The need for a private, secure and safe area for data discovery within the data warehouse ecosystem is growing rapidly as many companies start investing in and investigating "big data". Business users need space and resources to evaluate new data sources to determine their value to the business and/or explore news way of analyzing existing datasets to extract even more value. These safe areas are most commonly referred to as "Sandboxes" or "Discovery Sandboxes" or "Discovery Zones". If you are not familiar with the term then Forrester Research defines a "sandbox" as:
“data exploration environment where a power user can analyse production […] with near complete freedom to modify data models, enrich data sets and run the analysis whenever necessary, without much dependency on IT and production environment restrictions.” *1
These sandboxes are tremendously useful for business users because they allow them to quickly and informally explore new data sets or new ways of analyzing data without having to go through the formal rigour normally associated with data flowing into the EDW or deploying analytical scripts within the EDW. They provide business users with a high degree of freedom. The real business value is highlighted in a recent article by Ralph Kimball:
In several of the e-commerce enterprises interviewed for this white paper, analytic sandboxes were extremely important, and in some cases hundreds of the sandbox experiments were ongoing simultaneously.

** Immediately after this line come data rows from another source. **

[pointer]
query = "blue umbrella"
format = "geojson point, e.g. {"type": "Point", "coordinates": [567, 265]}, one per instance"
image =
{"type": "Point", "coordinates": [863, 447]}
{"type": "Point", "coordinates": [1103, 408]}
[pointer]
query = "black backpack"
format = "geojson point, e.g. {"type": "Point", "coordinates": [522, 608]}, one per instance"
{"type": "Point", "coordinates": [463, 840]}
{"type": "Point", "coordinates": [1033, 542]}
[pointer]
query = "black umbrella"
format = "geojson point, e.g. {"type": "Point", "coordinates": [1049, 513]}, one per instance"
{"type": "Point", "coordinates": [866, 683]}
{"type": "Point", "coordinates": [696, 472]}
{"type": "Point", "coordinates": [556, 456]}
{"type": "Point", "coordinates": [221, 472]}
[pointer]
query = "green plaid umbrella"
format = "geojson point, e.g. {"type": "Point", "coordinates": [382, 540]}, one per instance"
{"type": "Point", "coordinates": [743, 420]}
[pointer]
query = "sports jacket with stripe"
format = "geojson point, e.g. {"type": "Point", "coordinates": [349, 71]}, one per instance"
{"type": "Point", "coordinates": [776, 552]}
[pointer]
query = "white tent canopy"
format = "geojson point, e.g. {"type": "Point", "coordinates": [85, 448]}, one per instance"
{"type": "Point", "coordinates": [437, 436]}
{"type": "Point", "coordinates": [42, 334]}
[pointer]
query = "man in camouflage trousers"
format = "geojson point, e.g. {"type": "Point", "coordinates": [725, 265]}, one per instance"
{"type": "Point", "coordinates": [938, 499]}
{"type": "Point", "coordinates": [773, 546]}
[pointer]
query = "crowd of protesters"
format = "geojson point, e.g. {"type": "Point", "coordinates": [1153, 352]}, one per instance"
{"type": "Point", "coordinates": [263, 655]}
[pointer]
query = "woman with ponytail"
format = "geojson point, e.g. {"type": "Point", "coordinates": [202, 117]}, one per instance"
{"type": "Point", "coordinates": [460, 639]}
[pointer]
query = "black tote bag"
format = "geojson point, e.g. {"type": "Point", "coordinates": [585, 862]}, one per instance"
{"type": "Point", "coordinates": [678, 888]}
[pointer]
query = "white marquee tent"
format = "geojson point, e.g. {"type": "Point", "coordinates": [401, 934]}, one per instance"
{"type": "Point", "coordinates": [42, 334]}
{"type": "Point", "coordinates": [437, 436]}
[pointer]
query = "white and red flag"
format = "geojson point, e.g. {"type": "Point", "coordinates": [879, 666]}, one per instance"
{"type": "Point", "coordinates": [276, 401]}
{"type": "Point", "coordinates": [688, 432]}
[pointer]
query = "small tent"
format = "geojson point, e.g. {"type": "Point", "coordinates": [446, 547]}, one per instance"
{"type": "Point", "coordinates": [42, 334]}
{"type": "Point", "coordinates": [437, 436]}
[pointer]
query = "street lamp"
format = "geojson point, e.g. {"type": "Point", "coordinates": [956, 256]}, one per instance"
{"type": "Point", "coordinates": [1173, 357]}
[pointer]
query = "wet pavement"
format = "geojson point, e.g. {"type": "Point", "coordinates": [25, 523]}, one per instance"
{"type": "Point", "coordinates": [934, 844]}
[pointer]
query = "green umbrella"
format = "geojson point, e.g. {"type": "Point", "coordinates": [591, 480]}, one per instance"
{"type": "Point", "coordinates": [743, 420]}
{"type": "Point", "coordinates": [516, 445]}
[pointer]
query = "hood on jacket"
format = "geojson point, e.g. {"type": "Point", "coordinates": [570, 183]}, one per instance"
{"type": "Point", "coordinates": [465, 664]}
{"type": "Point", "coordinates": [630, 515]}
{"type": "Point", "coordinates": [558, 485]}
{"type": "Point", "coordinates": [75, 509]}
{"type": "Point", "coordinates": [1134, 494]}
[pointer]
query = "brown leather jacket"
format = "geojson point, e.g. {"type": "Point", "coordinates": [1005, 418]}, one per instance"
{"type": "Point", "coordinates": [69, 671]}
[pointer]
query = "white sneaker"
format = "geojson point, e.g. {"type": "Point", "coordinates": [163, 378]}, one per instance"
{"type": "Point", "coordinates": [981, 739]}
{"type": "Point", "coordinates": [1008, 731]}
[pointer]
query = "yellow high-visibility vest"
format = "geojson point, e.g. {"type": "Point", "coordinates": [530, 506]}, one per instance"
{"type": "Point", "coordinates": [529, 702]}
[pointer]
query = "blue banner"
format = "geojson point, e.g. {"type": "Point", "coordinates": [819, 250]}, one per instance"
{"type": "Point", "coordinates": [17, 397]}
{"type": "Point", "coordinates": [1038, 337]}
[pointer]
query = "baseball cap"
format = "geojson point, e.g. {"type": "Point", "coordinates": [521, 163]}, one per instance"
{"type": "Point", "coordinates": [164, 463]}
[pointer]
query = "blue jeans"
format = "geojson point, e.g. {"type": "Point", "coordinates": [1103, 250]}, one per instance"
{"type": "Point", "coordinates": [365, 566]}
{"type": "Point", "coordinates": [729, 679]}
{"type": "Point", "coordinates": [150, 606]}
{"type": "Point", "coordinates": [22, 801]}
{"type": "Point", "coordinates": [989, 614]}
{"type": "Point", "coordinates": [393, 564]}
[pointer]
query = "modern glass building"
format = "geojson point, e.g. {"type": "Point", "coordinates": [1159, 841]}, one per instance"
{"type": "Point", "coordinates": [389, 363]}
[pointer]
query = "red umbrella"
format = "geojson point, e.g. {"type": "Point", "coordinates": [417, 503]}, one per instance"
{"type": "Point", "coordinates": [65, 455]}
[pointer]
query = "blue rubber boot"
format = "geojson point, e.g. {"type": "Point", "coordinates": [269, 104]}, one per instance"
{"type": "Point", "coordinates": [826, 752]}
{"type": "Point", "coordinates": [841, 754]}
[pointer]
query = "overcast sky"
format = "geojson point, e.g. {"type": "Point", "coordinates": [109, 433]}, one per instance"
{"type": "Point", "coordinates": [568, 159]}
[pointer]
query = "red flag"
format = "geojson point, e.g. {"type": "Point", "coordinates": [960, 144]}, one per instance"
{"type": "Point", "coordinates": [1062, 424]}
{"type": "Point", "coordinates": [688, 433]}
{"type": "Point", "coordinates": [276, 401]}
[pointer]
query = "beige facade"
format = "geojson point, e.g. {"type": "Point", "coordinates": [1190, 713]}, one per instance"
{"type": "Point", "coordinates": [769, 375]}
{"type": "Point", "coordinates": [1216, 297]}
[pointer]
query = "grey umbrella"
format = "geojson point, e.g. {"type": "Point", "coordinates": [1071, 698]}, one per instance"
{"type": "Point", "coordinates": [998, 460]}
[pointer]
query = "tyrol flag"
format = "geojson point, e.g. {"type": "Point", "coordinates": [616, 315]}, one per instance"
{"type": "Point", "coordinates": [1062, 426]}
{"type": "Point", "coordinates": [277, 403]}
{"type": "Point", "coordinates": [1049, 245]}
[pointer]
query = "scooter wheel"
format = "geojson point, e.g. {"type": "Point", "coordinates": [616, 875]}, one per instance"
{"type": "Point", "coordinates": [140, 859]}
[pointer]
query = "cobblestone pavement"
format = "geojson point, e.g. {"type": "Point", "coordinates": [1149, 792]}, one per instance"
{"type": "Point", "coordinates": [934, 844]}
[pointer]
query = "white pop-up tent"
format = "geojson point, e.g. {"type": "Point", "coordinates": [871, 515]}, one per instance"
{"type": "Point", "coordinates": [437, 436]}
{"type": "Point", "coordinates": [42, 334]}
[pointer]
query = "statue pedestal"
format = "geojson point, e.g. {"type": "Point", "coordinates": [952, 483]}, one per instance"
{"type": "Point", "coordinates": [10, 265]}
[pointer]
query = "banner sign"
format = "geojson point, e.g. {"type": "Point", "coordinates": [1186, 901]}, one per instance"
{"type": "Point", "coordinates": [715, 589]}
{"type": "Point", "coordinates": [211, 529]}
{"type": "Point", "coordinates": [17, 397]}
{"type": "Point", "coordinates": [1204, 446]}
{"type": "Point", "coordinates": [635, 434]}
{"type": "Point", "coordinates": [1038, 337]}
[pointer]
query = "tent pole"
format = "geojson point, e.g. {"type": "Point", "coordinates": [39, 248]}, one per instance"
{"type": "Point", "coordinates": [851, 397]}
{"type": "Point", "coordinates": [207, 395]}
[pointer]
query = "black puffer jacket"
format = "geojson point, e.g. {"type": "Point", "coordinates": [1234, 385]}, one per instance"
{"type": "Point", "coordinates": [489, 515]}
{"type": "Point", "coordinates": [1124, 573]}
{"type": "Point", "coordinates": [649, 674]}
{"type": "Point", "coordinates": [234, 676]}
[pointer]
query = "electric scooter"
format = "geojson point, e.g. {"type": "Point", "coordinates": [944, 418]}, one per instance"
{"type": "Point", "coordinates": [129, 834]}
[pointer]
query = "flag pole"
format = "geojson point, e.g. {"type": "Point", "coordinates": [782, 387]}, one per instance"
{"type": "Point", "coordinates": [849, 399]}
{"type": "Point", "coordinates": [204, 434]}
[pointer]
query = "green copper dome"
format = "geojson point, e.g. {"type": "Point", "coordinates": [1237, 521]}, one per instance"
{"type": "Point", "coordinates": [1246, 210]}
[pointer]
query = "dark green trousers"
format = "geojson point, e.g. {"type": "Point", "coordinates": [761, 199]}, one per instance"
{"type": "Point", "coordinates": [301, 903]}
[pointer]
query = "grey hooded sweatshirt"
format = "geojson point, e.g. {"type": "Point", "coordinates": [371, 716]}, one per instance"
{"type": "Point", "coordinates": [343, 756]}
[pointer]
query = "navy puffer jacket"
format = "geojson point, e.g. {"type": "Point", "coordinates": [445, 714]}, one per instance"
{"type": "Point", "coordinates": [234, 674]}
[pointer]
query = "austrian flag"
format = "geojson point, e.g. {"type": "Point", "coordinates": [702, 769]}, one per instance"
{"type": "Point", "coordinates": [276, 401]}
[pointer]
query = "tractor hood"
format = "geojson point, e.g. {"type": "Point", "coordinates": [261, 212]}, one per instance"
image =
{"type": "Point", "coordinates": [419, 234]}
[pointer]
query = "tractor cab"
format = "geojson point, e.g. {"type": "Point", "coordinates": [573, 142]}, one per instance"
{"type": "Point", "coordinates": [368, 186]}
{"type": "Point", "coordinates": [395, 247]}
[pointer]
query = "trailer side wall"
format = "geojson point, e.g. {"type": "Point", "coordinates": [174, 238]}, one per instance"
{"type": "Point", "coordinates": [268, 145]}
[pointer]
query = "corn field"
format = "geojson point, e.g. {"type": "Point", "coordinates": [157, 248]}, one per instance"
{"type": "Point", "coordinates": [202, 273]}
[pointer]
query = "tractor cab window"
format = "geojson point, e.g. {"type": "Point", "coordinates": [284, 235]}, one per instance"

As one interviewee commented “newly discovered patterns have the most disruptive potential, and insights from them lead to the highest returns on investment" *2
So what are they key characteristics of a sandbox? Essentially there are three:
- Used by skilled business analysts and data scientists
- Environment has fewer rules of engagement
- Time boxed
Sandboxes are not really designed to be used by CIOs or CEOs or general BI users. They are designed for business analysts and data scientists who have a strong knowledge of SQL, detailed understanding of the business and the source data that is being evaluated/analyzed. As with many data exploration projects you have to be able to understand the results that come back from a query and be able to determine very quickly if they make sense.
As I stated before, the normal EDW rules of engagement are significantly relaxed within the sandbox and new data flowing into the sandbox is typically disorganised and dirty. Hence the need for strong SQL skills to create simplified but functional data cleaning and transformation scripts with the emphasis being to make new data usable as quickly as possible. Part of the "transformation" process might be to generate new data points derived from existing attributes. A typical example of this is where a data set contains date-of-birth information, which in itself is quite a useful piece of information, that can be transformed to create a new data point of "age". Obviously the business analysts and data scientist need to be reasonably proficient in SQL to create the required transformation steps - it is not a complicated process but it highlights the point that the business community needs to have the necessary skills so that they are self-sufficient.
Most importantly the sandbox environment needs to have a time limit. In the past this is where most companies have gone wrong! Many companies fail to kill off their sandboxes. Instead these environments evolve and flourish into shadow marts and/or data warehouses which end up causing havoc as users can never be sure which system contains the correct data. Today, most enlightened companies enforce a 90-day timer on their sandboxes. Once the 90 day cycle is complete then ownership of the processes and data are either moved over to the EDW team, who can then start to apply the corporate standards to the various objects and scripts, or the environment and all its data is simply dropped.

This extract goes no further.